Ultrasound-activated dual-nanozyme platform for targeted ROS scavenging and NO delivery in liver fibrosis therapy

Abstract

Liver fibrosis (LF) is a leading cause of liver-related mortality worldwide. Although antifibrotic drugs are commonly used in clinical practice, their efficacy remains limited. Excessive reactive oxygen species (ROS) in the fibrotic liver microenvironment play a crucial role in LF progression. Nanozymes, owing to their enzyme-mimicking catalytic activity and antioxidant properties, offer a promising strategy for LF treatment. Vanadium-based nanozymes exhibit ROS-scavenging capabilities and promote fibrosis reversal, while zirconium (Zr)-based metal–organic frameworks (MOFs), such as UiO-66, possess excellent biocompatibility and catalytic activity. However, the therapeutic efficacy of nanozymes is hindered by their intrinsic catalytic limitations.
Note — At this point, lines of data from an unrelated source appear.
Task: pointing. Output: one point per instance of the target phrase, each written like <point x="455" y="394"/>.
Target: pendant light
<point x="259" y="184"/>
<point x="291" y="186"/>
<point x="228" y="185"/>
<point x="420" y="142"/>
Ultrasound (US), a non-invasive therapeutic modality, has been shown to enhance nanozyme activity and improve treatment outcomes. In this study, we developed a dual-nanozyme composite (UiO-66/V₂C/L-Arg/pPB, UVLp) with targeted ROS-scavenging and L-arginine (L-Arg) delivery capabilities. Upon ultrasound exposure, UVLp releases L-Arg and nanozymes, facilitating nitric oxide (NO) generation, alleviating oxidative stress, and mitigating liver fibrosis. This work introduces a novel ultrasound-activated nanozyme platform for LF therapy, providing valuable insights for clinical translation.